IMF recommends extending quantitative easing

In its annual review of the US economy, the International Monetary Fund has urged the Federal Reserve to be careful in winding down its quantitative easing policy so as not to disrupt the financial markets.

Excessive interest rate volatitlity that could result from an ill-thought out exit plan “could have adverse global implications, including a reversal of capital flows to emerging markets and higher international financial market volatility”. It recommends maintaining asset purchases at least to the end of the year in order to support recovery.

The IMF has left its annual growth forecast for the US unchanged at 1.9 per cent and has lowered its 2014 prediction from three per cent to 2.7 per cent growth. It adds that 2013 growth could be as much as 1.75 percentage points higher if not for the rushed approach to cutting the deficit.

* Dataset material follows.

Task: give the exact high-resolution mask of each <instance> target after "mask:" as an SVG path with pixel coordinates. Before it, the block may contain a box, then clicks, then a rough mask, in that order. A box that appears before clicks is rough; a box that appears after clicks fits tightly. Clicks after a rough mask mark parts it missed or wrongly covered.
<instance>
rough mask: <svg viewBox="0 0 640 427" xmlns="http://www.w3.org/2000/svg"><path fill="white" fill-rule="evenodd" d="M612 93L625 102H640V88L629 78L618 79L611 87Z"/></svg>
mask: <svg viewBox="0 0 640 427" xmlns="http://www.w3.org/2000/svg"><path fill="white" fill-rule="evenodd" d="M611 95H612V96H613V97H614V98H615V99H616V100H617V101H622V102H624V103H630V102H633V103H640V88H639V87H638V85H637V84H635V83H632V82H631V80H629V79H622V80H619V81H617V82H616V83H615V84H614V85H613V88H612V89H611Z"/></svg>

The IMF also expresses concern over the struggling eurozone, which could impact the US through both trade and finance, and over low growth in emerging market countries.

From the concluding statement of the report:

The automatic spending cuts (“sequester”) not only exert a heavy toll on growth in the short term, but the indiscriminate reductions in education, science, and infrastructure spending could also reduce medium-term potential growth.

These cuts should be replaced with a back-loaded mix of entitlement savings and new revenues, along the lines of the Administration’s budget proposal.

At the same time, the expiration of the payroll tax cut and the increase in high-end marginal tax rates also imply some further drag on economic
activity. A slower pace of deficit reduction would help the recovery at a time when monetary policy has limited room to support it further.